Non si può dire che Barbie sia un capolavoro perché è veramente lontano da essere definito come tale. Nonostante la forma e il contenuto siano accattivanti, le intenzioni risultano molto più interessanti della sua effettiva riuscita. Barbie ha una sceneggiatura a tratti confusa, che ricorre certe volte a mediocri espedienti per poter dare un plot alla narrazione. Questo si può riscontrare benissimo nel suo incidente scatenante, evento che porta il personaggio Barbie ad iniziare il viaggio verso il Mondo Reale, che risulta una forzatura fatta solo per poter far partire il film. Non è ben chiaro il collegamento delle “emozioni negative” della donna umana che gioca con la bambola e che influiscono nella Barbie e questo perché effettivamente viene soltanto spiegato con pochissime parole tanto per “giustificare” queste azioni. I due personaggi madre e figlia, Gloria (America Ferrera) e Sasha (Ariana Greenblatt), sono infatti superflui, inseriti solo per cercare di arricchire il film con quello che si intende farebbe parte della trama principale ma che invece passa a essere una sorta di sottotrama trascurata.
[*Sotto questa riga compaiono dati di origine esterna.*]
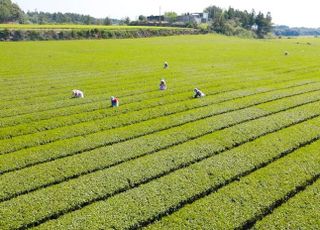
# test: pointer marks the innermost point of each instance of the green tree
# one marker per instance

Anche alcune risoluzioni per portare al climax della storia sono deboli, in particolare il modo per “risvegliare” tutte le Barbie dal patriarcato che poi stabiliscono i Ken a Barbieland. Insomma, la scrittura di Barbie risulta superficiale e scarsa perché anche le tematiche vengono poco approfondite e intrecciate con poca chiarezza. Certamente, nessuno si aspetta di trovare un’opera stile Hitchcock, ma quanto meno un po’ di coerenza narrativa.

Scopri anche: Dichiarazioni della Gerwing e della Robbie su Barbie (2023)

Sicuramente, Barbie è un film dal successo facile e arriverà alle vette del box office. È molto interessante vedere come Greta Gerwig gestisce la sua visione cinematografica per la prima volta in un film mainstream, uno stile autoriale ancora da scoprire e farsi strada e che in questo lavoro si fa notare attraverso la sua creatività, tematiche e anche senso dell’umorismo.

C’è molto impegno nel voler rendere omaggio a un’icona assoluta e il film ci riesce, come ci riesce anche nel far ridere con le sue scene e battute intelligenti e surreali. La messa in scena è indiscutibilmente fantastica e chiunque ha avuto una Barbie vedrà il film come uno specchio dove trovare ricordi nostalgici del proprio passato. Il lungometraggio è allo stesso tempo imperfetto, soprattutto nella scrittura, ma rimane comunque una produzione che fa quello che deve fare, un film non per bambini come si potrebbe pensare, ma invece fatto da e per chi come Greta Gerwig fa parte di una generazione che è cresciuta ed è appassionata di questa bambola che chiaramente è più di uno stereotipo di bellezza.

“Gli esseri umani hanno solo una fine. Le idee vivono per sempre.”

Ruth Handler (Rhea Perlman) Cit. Barbie

Note positive

● Regia e fotografia.

● Interpretazioni, specialmente quelle di Margot Robbie e Ryan Gosling.

● Tematiche complesse e importanti trattate con leggerezza e creatività. Tono divertente e ritmo movimentato grazie alla gestione della comicità ironica e intelligente all’interno della sceneggiatura.

● Scenografia e costumi.

● Colonna sonora.

Note negative

● A tratti confuso dovuto alla poca coesione narrativa che esiste tra le diverse tematiche su cui cerca di far riflettere, trascurando anche personaggi secondari quali Gloria e la figlia Sasha.